In their travels, they come across several other major characters who join their crew - Isaac, a drone operator, Drake, a space pirate, Max, a computer tech and hacker, and Books, an "alchemist" who was completely uninvolved in the instigating event and simply entered the pocket dimension out of curiosity. They also encounter a copy of Riggs who has become a pirate, and claims she is the original version. As they regain their memories, the crew slowly realize what had occurred. Dizzy, Peri, Isaac and Max were members of an organization doing research on the Cobalt, which was left by an extinct alien race, and its core, a time crystal. Riggs became the new cargo ship pilot for the Cobalt and befriended the rest of the crew, but fell in with Drake, who convinced her to help steal the crystal and sell it for a fortune. Meanwhile, Max created CAT to function as the interface for the Cobalt's AI system and hooked the AI up to the crystal's analysis beam. While the experiment was running, Riggs attempted to steal the crystal, but triggered a malfunction. In desperation, she broke off a small shard of the crystal before everyone became trapped. Being the closest in proximity to the crystal, Riggs was split into two separate entities.

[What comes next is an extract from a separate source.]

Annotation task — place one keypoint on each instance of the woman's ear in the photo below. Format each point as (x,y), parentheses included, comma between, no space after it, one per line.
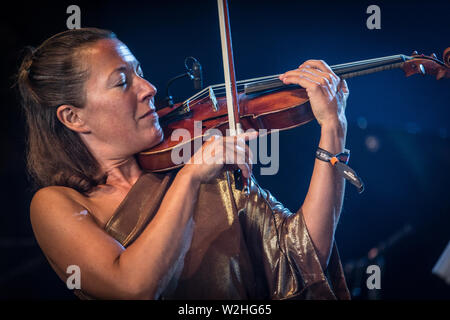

Once everyone regains their full memories, the player gains control of CAT and the Cobalt itself. CAT reveals that in fact she was the one who became sentient and ascended into a higher dimension as a result of the crystal overloading while she was inside it, something she realized while analyzing a hidden file. As the pocket dimension collapses, CAT collects all the crew members, as well as the alternate Riggs, who merges with the original into a single being again. The Cobalt successfully escapes the pocket dimension by combining CAT's power with that of the crew, and everyone safely lands on a nearby celestial body.

==Development==
Cobalt Core was the second game developed by Rocket Rat Games, co-founded by John Guerra and Ben Driscoll. They had been finishing development of their first game, Sunshine Heavy Industries, a spacecraft-based puzzle game, around October 2021, and were trying to determine what their second game would be. Guerra had then played Inscryption, and coupled with players of Sunshine Heavy Industries wanting to pilot the spacecraft they had created, the two came up with the idea of a spacecraft-based roguelike deckbuilder. Both had played Slay the Spire, but wanted to introduce new ideas. They took inspiration from how ships in Star Trek were crewed, with characters interjecting dialog during encounters, an idea that they had seen in the game Reigns.

As Guerra and Driscoll were located on opposites of the United States, their prototype development was performed in Tabletop Simulator, with Driscoll playing against Guerra as a simulation of the computer opponents. Once they established the core gameplay, Guerra continued to work to refine the cards, while Driscoll created the characters and art for the game. They introduced the use of time travel as a mechanic of the larger game so that the characters, such as CAT the computer, had a meta-like awareness of the loop, a similar concept to Inscryptions living cards.

A demo for Cobalt Core was released during the October 2023 Steam Next Fest event. The game was released on the Nintendo Switch and Windows on November 8, 2023.

==Reception==
Cobalt Core had received positive reviews from critics, with a 94 aggregate score from Metacritic. Critics generally praised the compactness of the gameplay loop and the characters, though felt that the game's length to unlock everything was comparatively short compared to other roguelike deckbuilders, and lacked randomness in the various boss battles.

During the 27th Annual D.I.C.E. Awards, the Academy of Interactive Arts & Sciences nominated Cobalt Core for "Strategy/Simulation Game of the Year".